Troubled car-industry supply giant Robert Bosch has signed off on a €1 billion plant in Germany to build semiconductors that will provide the brainpower for autonomous vehicles.
The biggest single investment in the 130-year history of the world’s biggest auto-industry supplier, the Dresden plant will employ 700 workers once it’s complete in 2019, the company has said.
Bosch, known as a key supplier for internal-combustion engine technology, remains under investigation from German prosecutors for its role in the Volkswagen Group’s Dieselgate scandal, for which it supplied the engine management computers.
It has since been linked to a fourth emissions-cheating car maker, GM, for that company's diesel-powered US pickups breaching EPA rules. The other car makers it has been implicated in assisting to sneak around emissions laws are Daimler and FCA.

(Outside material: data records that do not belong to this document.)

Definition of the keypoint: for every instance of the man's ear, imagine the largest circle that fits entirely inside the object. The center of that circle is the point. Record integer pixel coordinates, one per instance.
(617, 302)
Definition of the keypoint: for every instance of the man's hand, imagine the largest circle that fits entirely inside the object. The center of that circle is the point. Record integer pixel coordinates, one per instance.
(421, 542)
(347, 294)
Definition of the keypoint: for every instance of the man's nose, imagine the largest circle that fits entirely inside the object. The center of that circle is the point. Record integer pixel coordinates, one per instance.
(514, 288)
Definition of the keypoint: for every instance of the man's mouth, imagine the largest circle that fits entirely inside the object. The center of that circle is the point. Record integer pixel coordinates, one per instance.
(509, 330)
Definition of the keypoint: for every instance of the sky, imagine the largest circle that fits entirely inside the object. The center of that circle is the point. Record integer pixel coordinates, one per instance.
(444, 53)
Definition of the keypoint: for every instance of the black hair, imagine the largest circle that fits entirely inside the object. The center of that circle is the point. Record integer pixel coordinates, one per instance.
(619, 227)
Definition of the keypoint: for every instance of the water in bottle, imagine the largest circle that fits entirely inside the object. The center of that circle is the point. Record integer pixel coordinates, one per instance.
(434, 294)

But the company is now prepping itself for a world of Level 4 and Level 5 autonomy, or self-driving, with both Audi and Mercedes-Benz on the cusp of Level 3 this year.
The factory will produce chips for not just automotive use, but for smart houses and wired city infrastructure, planned in parts of Europe in 2021.
"Expanding our production capacity will help us boost our competitive position," Bosch Chief Executive Officer Volkmar Denner said in a statement, insisting semiconductor use was rising as "connectivity and automation rise."
Bosch insisted that in 2016, every new car sold in the world used an average of nine of its chips to do everything from meet emissions laws to parking autonomously.